Beacon Therapeutics announced positive 24-month interim safety and efficacy results from its Phase 2 SKYLINE trial of AGTC-501 in patients with X-linked retinitis pigmentosa (XLRP) at the American Academy of Ophthalmology's Annual Meeting in Chicago, Illinois. The data demonstrated sustained efficacy and a favorable safety profile, supporting the ongoing clinical development of AGTC-501.
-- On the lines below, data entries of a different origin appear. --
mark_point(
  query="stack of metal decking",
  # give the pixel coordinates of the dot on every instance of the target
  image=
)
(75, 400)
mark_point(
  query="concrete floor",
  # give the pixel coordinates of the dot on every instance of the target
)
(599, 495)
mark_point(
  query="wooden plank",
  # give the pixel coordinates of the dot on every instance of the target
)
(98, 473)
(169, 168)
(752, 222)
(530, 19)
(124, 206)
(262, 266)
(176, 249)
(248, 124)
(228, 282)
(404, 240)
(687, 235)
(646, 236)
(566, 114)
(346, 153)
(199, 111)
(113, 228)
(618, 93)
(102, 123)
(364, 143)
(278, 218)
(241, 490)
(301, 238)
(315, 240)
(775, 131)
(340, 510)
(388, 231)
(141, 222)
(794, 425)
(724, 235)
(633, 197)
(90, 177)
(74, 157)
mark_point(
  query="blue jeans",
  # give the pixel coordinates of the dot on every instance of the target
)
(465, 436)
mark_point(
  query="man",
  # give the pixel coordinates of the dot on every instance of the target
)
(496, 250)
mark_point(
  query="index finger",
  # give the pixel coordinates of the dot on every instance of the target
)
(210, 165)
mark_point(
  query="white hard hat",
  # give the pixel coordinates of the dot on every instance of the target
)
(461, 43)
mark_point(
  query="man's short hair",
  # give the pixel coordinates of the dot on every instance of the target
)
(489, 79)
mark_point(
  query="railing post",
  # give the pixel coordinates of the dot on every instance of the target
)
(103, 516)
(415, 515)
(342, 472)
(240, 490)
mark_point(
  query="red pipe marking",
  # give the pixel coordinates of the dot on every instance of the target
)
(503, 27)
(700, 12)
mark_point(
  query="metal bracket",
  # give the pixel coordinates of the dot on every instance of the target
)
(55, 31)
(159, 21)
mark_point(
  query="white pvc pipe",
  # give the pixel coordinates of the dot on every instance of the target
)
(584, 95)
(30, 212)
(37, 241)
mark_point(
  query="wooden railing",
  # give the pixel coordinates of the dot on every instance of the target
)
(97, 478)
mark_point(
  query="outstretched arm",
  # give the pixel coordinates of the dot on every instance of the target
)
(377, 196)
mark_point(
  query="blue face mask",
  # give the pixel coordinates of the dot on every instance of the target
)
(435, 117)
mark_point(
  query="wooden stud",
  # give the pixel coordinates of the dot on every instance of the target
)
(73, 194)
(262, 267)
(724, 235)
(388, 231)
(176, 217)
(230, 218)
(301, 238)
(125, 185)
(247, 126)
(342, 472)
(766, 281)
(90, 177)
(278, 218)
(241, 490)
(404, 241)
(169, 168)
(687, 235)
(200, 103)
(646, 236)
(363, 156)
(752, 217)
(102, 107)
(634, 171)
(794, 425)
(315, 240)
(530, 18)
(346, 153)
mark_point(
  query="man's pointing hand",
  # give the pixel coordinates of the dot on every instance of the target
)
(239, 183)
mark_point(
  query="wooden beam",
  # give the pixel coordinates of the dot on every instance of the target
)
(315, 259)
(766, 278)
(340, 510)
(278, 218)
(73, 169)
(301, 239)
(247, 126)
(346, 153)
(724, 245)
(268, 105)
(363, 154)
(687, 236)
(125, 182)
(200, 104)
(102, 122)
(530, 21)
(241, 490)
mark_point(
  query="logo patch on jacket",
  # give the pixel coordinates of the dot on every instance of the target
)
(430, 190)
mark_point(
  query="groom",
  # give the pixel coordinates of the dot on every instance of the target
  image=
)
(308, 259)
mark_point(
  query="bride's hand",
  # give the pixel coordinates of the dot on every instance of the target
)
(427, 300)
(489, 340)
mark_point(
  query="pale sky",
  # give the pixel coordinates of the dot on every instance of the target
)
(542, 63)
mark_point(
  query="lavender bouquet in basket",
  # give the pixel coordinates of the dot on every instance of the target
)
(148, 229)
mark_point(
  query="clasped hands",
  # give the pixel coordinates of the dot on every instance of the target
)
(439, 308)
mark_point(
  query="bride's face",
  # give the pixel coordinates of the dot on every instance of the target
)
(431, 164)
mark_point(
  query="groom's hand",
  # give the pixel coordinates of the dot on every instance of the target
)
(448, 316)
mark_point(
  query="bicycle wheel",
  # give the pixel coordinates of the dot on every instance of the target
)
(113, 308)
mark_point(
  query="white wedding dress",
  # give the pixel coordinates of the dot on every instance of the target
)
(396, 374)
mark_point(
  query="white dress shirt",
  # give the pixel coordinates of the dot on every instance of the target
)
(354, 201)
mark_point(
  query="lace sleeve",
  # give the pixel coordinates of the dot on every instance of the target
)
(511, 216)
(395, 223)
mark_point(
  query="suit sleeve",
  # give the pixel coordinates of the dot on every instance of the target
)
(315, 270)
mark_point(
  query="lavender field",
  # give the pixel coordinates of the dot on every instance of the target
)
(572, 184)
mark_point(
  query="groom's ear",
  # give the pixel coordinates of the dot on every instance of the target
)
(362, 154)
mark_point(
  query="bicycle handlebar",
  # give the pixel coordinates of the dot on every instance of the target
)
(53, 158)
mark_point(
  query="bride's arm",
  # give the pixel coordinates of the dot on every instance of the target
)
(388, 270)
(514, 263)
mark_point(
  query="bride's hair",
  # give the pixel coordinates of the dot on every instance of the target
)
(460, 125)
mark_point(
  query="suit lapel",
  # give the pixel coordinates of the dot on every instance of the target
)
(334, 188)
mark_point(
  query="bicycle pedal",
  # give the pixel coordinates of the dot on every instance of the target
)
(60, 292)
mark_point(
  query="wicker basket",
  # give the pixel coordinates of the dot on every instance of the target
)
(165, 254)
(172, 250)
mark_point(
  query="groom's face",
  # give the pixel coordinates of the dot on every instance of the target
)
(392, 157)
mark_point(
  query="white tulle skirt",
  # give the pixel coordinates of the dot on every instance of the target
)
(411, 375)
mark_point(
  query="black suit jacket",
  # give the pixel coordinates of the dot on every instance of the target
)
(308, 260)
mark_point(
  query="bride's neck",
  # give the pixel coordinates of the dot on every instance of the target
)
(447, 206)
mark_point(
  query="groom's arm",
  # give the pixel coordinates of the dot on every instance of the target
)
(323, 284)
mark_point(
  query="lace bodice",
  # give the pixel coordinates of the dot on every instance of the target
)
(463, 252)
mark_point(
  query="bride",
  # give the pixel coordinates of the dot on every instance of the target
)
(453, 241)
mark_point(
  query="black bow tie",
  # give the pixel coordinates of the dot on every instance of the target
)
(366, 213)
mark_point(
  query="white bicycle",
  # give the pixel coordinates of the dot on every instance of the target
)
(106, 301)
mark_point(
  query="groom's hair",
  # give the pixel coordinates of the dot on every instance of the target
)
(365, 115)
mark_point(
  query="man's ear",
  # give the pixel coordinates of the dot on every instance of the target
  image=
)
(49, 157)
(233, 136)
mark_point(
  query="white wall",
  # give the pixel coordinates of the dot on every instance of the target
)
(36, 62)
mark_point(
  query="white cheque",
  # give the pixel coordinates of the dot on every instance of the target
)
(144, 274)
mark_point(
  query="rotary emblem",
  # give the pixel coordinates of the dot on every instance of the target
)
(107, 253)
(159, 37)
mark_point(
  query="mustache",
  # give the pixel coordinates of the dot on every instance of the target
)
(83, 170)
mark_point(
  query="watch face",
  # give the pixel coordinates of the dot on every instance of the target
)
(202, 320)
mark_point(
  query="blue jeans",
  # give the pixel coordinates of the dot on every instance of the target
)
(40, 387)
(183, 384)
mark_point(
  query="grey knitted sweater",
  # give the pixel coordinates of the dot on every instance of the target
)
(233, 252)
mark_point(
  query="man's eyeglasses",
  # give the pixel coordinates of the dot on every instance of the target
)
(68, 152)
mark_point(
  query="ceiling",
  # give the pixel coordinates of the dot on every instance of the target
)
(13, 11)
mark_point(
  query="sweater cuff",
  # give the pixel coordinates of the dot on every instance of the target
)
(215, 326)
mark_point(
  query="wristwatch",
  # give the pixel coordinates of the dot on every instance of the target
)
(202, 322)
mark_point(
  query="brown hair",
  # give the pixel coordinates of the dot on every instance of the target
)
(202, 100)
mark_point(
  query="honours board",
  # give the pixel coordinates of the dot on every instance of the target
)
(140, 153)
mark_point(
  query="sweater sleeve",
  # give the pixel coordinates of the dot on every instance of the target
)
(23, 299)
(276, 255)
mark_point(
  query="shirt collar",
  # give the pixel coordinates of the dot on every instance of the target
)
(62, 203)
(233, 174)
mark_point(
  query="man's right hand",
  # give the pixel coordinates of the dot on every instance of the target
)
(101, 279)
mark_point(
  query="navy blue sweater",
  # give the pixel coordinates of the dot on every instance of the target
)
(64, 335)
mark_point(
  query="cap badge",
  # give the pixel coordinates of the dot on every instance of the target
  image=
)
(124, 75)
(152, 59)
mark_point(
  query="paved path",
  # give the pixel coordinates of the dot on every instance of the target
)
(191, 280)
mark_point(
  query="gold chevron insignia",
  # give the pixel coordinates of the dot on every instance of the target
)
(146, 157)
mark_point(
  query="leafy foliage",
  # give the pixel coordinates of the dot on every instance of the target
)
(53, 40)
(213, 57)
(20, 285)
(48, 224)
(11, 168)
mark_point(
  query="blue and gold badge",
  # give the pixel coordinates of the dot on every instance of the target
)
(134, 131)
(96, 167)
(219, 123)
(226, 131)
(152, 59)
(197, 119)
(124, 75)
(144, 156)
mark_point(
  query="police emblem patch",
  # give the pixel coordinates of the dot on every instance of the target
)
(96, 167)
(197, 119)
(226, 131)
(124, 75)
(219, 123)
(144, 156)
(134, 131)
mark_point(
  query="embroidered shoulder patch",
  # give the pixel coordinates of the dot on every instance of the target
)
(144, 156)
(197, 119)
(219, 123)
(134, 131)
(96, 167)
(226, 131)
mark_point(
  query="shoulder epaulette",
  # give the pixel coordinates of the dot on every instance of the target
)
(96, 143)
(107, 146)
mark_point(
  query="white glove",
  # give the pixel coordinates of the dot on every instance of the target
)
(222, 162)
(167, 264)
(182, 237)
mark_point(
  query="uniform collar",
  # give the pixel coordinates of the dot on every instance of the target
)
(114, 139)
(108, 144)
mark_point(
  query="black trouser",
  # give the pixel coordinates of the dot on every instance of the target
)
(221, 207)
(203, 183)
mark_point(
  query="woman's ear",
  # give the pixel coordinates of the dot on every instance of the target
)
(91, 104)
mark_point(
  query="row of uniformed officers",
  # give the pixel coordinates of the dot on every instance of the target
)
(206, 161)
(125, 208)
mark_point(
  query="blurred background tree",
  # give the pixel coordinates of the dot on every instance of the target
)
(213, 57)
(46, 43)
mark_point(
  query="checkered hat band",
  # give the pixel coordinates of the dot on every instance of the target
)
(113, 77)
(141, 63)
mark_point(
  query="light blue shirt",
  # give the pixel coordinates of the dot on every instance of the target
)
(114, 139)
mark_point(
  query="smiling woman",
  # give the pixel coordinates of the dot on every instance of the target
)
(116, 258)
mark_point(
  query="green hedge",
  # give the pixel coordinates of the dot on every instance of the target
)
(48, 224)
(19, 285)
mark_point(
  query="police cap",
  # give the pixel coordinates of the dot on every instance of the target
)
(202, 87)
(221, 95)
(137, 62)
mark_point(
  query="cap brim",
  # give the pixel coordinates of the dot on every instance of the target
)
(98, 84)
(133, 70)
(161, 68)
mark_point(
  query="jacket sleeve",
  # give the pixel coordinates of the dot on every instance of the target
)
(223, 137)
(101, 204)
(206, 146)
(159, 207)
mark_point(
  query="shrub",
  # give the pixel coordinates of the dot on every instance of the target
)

The 24-month data from the SKYLINE trial indicated that AGTC-501 was generally safe and well-tolerated, with no clinically significant safety events associated with the treatment. In the high-dose cohort (6.8 E+11 vg/eye), 57% (4/7) of study eyes showed a response, defined as an improvement in retinal sensitivity of at least 7 decibels (dB) in at least 5 loci, as assessed by microperimetry. Patients in the high-dose cohort also showed a robust improvement in mean retinal sensitivity. The low-dose cohort (7.5 E+10 vg/eye) showed a response rate of 25% (1/4).
Continued Clinical Development
Beacon Therapeutics is currently enrolling patients in its pivotal Phase 2/3 VISTA and open-label Phase 2 DAWN trials to further evaluate AGTC-501 in XLRP. These trials, along with the SKYLINE data, are expected to support regulatory submissions in the US and EU.
XLRP and AGTC-501
XLRP is a severe, aggressive, inherited retinal disease that leads to blindness by middle age, with limited treatment options. It primarily affects young males, with an estimated prevalence of 3.4 to 4.4 per 100,000 individuals in the US, Europe, and Australia. The disease is caused by mutations in the retinitis pigmentosa GTPase regulator (RPGR) gene.
AGTC-501 is an adeno-associated virus (AAV) vector-based gene therapy designed to express the full-length RPGR protein. By addressing the entirety of photoreceptor damage, including both rod and cone loss, AGTC-501 aims to improve the lives of patients with XLRP.
Management Commentary
Lance Baldo, MD, Chief Executive Officer of Beacon Therapeutics, stated, "Our Phase 2 SKYLINE 24-month data reinforces AGTC-501's favorable safety profile and robust improvements in mean retinal sensitivity. We will continue to assess the long-term safety and durability of AGTC-501 but are encouraged by the results we've seen in the SKYLINE trial to date."